Söz konusu ‘problem’, Büyük Patlama’nın patladığı ana ve daha öncesine dair birşeyler söyleme durumu aslında... Vilenkin konuşmasında ‘Şişme’ durumunun ilk başlangıç koşulunu, yani ‘evreni oluşturan’ şeyin fiziksel boşluk yani ‘false-vacuum’ olduğunu ve bunun bozunarak hızla genişlemeye yol açtığını açıkladı. Buraya kadar olanlar klasik kozmolojide ‘şişme alanını’ tanımlamak için gereken alan kuramların hemen hepsinde ortak. Fakat devrimsel olan bu şişmenin lokal olarak bizim bulunduğumuz evreni oluşturduğu, ilk baştaki vakumun başka bölgelerinde bizden tamamen bağlantısız, tıpkı ‘sabun köpüğü’ gibi kendi kendine ‘şişen’ başka evrenlerin oluşturduğu.. Yani şişme ne bizim evrenimize özgün ne de sadece birkez olan birşey.. ‘Çoklu Evrenler’(Multiverse) denen ve birçok astrofizikçi ve gözlemsel kozmoloji uzmanı tarafından şüpheyle yaklaşılan kuramların da kaynağı burası..
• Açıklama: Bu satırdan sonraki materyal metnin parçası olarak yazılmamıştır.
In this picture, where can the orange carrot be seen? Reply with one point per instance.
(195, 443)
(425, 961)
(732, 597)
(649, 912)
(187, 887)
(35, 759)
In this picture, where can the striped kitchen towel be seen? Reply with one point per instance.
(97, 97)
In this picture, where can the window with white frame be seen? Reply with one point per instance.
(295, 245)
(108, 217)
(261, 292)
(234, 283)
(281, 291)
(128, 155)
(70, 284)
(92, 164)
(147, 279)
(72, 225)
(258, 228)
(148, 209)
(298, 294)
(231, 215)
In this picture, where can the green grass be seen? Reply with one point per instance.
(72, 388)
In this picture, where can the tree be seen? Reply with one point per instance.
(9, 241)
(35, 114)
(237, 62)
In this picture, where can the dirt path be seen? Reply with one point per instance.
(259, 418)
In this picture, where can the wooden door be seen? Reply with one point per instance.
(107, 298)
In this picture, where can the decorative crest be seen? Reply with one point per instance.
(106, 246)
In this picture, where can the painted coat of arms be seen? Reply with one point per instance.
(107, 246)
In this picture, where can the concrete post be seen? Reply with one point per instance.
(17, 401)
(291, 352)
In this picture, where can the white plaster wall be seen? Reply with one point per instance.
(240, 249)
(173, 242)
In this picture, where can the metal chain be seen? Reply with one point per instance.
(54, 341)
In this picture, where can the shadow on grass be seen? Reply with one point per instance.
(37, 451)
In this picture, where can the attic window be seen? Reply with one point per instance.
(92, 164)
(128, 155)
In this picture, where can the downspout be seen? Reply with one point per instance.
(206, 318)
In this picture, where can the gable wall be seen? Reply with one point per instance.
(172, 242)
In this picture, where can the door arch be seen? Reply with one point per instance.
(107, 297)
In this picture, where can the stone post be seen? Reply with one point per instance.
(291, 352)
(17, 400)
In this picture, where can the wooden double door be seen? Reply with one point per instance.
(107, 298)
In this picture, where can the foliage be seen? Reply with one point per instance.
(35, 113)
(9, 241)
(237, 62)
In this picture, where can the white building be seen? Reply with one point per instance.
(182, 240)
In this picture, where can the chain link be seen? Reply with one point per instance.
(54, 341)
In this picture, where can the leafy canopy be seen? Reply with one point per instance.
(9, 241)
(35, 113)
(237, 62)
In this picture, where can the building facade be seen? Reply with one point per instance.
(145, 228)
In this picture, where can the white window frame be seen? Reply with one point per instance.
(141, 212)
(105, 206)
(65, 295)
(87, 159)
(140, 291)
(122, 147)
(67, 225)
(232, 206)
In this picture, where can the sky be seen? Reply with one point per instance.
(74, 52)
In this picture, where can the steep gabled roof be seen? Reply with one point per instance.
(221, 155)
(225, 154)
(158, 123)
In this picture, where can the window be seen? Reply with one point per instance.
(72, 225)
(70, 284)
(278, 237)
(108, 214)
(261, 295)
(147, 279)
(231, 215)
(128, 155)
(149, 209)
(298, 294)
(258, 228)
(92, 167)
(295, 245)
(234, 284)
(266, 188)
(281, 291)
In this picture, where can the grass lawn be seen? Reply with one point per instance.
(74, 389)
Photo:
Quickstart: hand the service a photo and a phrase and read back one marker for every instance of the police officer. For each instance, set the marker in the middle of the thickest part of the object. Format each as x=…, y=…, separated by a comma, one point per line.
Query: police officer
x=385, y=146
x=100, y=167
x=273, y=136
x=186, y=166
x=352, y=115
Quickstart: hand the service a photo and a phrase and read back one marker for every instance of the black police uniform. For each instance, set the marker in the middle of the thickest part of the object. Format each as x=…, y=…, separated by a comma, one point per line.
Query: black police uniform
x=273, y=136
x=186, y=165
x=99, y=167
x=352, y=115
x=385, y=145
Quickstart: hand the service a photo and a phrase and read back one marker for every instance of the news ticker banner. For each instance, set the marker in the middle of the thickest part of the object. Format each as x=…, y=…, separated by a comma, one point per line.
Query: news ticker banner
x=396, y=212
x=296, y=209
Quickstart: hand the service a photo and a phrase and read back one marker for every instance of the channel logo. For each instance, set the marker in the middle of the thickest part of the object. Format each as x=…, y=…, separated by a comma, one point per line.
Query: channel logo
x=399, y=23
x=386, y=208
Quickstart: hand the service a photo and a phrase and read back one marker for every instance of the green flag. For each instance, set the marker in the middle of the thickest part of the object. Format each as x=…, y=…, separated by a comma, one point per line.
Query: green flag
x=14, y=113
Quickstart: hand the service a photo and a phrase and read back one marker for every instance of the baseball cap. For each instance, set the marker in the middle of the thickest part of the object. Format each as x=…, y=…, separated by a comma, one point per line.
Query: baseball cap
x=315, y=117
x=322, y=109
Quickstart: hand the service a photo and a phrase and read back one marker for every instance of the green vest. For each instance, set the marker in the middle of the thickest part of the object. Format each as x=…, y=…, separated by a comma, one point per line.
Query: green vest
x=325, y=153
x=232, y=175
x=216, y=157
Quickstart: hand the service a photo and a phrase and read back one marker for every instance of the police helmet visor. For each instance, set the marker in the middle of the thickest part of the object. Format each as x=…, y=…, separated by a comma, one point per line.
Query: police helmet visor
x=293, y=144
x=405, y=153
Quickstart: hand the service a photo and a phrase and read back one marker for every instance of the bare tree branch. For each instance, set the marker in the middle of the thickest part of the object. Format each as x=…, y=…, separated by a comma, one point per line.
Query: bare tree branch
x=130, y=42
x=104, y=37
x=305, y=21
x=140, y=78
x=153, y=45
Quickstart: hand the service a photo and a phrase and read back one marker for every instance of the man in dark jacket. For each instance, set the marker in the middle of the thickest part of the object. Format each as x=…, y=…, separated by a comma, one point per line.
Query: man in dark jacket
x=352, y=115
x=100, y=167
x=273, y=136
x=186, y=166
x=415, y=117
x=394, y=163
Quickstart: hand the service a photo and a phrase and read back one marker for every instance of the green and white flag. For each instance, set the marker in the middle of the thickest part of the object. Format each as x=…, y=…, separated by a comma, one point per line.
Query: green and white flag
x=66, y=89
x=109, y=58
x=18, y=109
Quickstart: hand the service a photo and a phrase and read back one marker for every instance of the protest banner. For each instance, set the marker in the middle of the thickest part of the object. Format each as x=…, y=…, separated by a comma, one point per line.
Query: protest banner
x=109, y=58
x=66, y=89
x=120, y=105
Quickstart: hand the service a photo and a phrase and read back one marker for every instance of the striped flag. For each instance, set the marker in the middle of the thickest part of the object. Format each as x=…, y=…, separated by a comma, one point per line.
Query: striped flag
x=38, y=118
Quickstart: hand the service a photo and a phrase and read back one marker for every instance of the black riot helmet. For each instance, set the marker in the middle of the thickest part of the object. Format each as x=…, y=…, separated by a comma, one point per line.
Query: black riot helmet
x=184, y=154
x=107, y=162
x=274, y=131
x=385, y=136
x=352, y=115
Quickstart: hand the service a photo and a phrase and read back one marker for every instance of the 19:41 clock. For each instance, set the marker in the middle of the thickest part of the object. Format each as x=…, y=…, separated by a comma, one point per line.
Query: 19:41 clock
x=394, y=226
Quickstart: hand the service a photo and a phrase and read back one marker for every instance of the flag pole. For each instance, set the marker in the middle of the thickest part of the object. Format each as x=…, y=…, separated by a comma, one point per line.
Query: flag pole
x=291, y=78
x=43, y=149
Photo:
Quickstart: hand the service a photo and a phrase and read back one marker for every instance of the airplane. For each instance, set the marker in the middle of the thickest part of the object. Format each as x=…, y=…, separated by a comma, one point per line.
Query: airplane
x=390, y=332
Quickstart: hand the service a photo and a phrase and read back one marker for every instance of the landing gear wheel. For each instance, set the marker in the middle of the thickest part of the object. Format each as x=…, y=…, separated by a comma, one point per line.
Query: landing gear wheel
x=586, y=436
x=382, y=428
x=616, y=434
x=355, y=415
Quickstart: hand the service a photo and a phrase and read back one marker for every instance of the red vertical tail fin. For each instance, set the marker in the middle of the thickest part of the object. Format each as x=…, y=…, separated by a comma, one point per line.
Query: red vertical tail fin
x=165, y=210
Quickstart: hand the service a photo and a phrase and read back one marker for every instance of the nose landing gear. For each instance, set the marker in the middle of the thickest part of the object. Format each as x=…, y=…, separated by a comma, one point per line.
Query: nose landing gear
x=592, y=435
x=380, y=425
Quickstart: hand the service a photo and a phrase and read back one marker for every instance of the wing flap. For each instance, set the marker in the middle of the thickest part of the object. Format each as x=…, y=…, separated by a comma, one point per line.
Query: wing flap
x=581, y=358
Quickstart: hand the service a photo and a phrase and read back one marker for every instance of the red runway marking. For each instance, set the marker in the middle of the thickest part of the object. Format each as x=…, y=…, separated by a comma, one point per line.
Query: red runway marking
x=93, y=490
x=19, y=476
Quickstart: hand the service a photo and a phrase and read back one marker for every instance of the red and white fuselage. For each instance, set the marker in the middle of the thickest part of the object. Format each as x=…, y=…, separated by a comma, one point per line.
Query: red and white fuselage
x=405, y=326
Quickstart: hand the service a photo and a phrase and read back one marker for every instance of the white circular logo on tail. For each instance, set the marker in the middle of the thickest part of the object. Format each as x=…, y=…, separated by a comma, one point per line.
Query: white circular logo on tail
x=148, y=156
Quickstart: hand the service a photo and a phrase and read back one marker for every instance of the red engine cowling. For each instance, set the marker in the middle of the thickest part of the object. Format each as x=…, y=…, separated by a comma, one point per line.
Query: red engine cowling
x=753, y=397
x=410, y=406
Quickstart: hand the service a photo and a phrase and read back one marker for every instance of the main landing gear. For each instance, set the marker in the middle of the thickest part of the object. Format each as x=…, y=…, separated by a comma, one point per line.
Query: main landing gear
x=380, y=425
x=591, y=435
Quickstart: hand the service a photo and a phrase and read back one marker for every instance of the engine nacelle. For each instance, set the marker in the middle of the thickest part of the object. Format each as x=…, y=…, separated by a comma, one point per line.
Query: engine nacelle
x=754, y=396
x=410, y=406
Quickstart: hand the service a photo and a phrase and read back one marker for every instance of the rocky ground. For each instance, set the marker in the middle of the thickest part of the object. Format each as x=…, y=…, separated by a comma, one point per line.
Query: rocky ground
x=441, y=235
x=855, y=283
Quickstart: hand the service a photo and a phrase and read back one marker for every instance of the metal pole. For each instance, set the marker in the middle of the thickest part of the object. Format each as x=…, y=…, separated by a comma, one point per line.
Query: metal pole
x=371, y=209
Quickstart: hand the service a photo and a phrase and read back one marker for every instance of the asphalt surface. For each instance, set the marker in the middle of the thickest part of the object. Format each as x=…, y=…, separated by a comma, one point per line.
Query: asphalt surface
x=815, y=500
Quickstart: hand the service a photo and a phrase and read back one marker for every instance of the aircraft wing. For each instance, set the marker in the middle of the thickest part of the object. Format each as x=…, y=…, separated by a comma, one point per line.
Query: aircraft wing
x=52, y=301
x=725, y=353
Seminerin seviyesi, denklemler ve fiziksel açıklamaları kaldırmadığından bu konudaki tartışma ve özellikle soru cevap kısmı eski yunan akademisi diyalog usulü devam etti diyebiliriz. Belki de Vilenkin’in sunumunun sonunda St. Agustine’den yaptığı alıntıyla gözü dönen fizikçilerin ‘saldırılarını’ dingin bir şekilde savurmasına rağmen, senelerdir duyup okuduğum şu çoklu evrenler ve köpük modeller konusunda kafamdaki soruları aydınlattığını söyleyemeyeceğim..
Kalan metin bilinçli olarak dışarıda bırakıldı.